Cuba blames the 60-year U.S. embargo, which Cuban President Miguel Díaz-Canel called “the cruelest blockade,” for impoverishing the country. “We don't have a consistent enough fuel supply to allow the system to operate with maximum stability,” he said Sunday night. Others, such as respected economist Pedro Monreal, dispute this, arguing that one of the world's last centrally planned communist states has gone from sclerotic to moribund. “This is a bankruptcy caused by an internal decision,” he wrote online.

But the government's massive bureaucracy on Thursday telling all non-essential workers to go home and conserve energy is unprecedented except when the island is hit by a hurricane. This signaled the current crisis.

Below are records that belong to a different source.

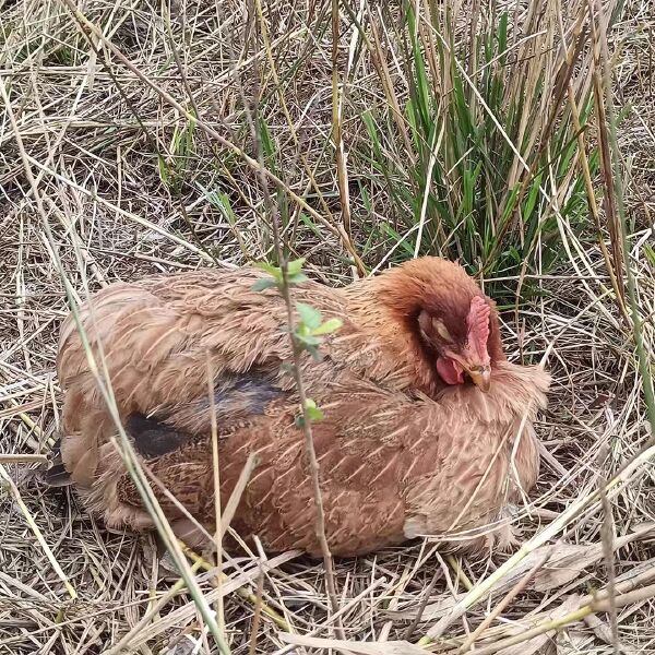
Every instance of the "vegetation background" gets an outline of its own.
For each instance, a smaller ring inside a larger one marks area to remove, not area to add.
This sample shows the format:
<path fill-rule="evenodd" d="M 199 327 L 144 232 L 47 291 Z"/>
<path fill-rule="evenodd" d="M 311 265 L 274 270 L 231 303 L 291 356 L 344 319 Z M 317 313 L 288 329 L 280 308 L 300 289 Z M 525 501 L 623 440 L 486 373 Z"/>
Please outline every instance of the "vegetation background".
<path fill-rule="evenodd" d="M 654 28 L 650 0 L 0 0 L 0 653 L 217 647 L 152 537 L 36 472 L 62 279 L 276 263 L 274 216 L 331 285 L 458 259 L 555 383 L 519 556 L 337 561 L 335 618 L 322 563 L 240 553 L 193 590 L 222 652 L 655 652 Z"/>

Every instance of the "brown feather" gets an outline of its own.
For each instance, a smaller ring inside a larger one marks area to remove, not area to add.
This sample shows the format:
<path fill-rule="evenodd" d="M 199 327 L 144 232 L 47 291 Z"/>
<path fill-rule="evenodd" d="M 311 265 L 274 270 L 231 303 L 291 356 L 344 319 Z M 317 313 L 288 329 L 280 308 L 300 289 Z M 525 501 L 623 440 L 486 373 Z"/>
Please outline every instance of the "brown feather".
<path fill-rule="evenodd" d="M 221 497 L 227 502 L 251 453 L 259 455 L 234 525 L 271 550 L 320 553 L 298 397 L 281 367 L 291 360 L 274 290 L 253 291 L 259 271 L 201 271 L 100 290 L 81 310 L 88 343 L 103 352 L 120 418 L 148 471 L 213 529 L 214 491 L 207 357 L 214 371 Z M 538 473 L 532 421 L 548 376 L 508 364 L 496 311 L 490 320 L 492 385 L 445 385 L 417 337 L 422 310 L 465 330 L 481 291 L 463 270 L 416 260 L 345 289 L 308 282 L 294 289 L 344 326 L 302 360 L 308 395 L 325 418 L 313 432 L 326 531 L 335 555 L 357 555 L 422 534 L 449 535 L 499 519 Z M 462 315 L 464 327 L 455 325 Z M 414 321 L 414 322 L 413 322 Z M 116 428 L 69 318 L 58 372 L 66 390 L 62 460 L 90 509 L 112 526 L 152 527 L 114 446 Z M 517 434 L 527 412 L 521 436 Z M 513 479 L 510 455 L 515 440 Z M 189 521 L 155 493 L 178 534 Z M 483 539 L 484 541 L 484 539 Z M 477 547 L 480 538 L 464 543 Z"/>

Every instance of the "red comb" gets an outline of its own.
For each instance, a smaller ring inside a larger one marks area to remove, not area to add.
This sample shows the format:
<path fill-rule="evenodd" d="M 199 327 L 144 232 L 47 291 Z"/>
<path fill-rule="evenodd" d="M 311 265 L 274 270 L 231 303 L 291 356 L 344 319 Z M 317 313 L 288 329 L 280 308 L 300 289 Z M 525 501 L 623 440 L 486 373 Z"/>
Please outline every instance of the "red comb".
<path fill-rule="evenodd" d="M 471 309 L 466 318 L 468 327 L 468 344 L 472 350 L 484 361 L 487 355 L 487 340 L 489 338 L 489 317 L 491 308 L 481 296 L 475 296 L 471 301 Z"/>

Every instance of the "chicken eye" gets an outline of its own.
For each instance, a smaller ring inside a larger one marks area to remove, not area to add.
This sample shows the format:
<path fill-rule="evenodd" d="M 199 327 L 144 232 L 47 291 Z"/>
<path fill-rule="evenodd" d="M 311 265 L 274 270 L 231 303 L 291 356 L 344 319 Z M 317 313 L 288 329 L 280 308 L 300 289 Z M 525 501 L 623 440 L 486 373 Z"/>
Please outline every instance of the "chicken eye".
<path fill-rule="evenodd" d="M 453 342 L 453 337 L 450 335 L 448 327 L 443 324 L 443 321 L 441 319 L 432 319 L 432 326 L 434 327 L 434 331 L 437 332 L 437 334 L 444 342 L 448 342 L 448 343 Z"/>

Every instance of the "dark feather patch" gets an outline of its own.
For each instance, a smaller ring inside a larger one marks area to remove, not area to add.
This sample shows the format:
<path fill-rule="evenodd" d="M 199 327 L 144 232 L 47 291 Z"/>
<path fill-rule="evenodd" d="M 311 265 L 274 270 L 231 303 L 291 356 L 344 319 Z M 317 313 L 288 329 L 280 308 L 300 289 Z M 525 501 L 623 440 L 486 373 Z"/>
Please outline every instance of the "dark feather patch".
<path fill-rule="evenodd" d="M 68 487 L 72 485 L 71 476 L 63 464 L 55 464 L 43 474 L 43 480 L 48 487 Z"/>
<path fill-rule="evenodd" d="M 144 457 L 157 457 L 169 453 L 190 439 L 189 434 L 143 414 L 132 414 L 127 420 L 126 429 L 134 440 L 136 452 Z"/>
<path fill-rule="evenodd" d="M 52 445 L 48 461 L 50 462 L 50 468 L 41 474 L 43 481 L 48 487 L 68 487 L 71 485 L 71 476 L 61 461 L 61 439 L 58 439 Z"/>
<path fill-rule="evenodd" d="M 282 394 L 270 377 L 263 373 L 248 372 L 222 378 L 214 388 L 218 433 L 235 421 L 262 415 L 269 403 Z M 198 437 L 199 431 L 209 431 L 210 410 L 210 400 L 202 396 L 183 405 L 162 407 L 151 417 L 132 414 L 126 428 L 141 455 L 156 457 L 181 448 Z"/>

The measures failed to save the power grid, which collapsed just after 11 a.m. Friday. The main power plant in Matanzas was shut down. Only those with personal generators had light.

A woman and a parrot are sitting outside the house to escape the heat of the house. Photo: Norris Perez/Reuters

Since then, repeated attempts by Cuba's Union Electrica to get the grid online have failed. Lights appear in certain areas, often around hospitals. But then the power went out again at 6 a.m. and 10 p.m. Saturday, causing power outages across the country. With an unsettling impact sound.

At 4:30pm on Sunday, the system collapsed again.

The hardest hit areas are western Cuba, including Havana, as engineers work to restore systems. This came as a shock to residents, as the city has traditionally been saved from the worst of the situation, but the government feared protests. In July 2021, Cuba experienced its worst demonstrations in living memory as demonstrations against power outages spread in towns west of Havana.

Power outages could be particularly devastating in Caribbean countries struggling to feed themselves. Without a fan, the nighttime temperatures will keep you awake and the lack of electricity will cause food in your refrigerator to disappear. People are calling family and friends to ask if they have a place to store the small amounts of meat that the state is giving to the most vulnerable.

Throughout this recent crisis, the government has sought to keep the public informed. Key government figures announced the initial collapse of State X's power system. It made headlines around the world and disrupted the state's already struggling tourism industry, one of its main sources of foreign funding.

A photo of Díaz-Canel and his team standing behind two engineers in the office of the National Electricity Authority was published on government media channels. On one side was former vice president Ramiro Valdez, now 92 years old.

People build improvised barricades out of trash to protest power outages in Havana. Photo: Norris Perez/Reuters

The country's five major factories have all been established for nearly half a century. They have far exceeded their planned useful life, said Jorge Piñón, an expert on Cuban power systems at the University of Texas.

Cuban Prime Minister Manuel Marrero has called for a transition to renewable energy and for the country's growing private sector to pay more for the electricity it uses.

Despite the government's message that technicians are working “incessantly”, comments on the article in state media CubaDebate show people's anger. “This should not happen,” wrote a resident of the Plaza district, named after Havana's Plaza de la Revolucion. “Millions of people don't have electricity or running water. What are all the explanations worth?”

On Saturday night, well past dusk, the streets of Havana's Vedado neighborhood were nearly deserted. The few people who had been out were hurrying home, with only two military patrolmen walking slowly.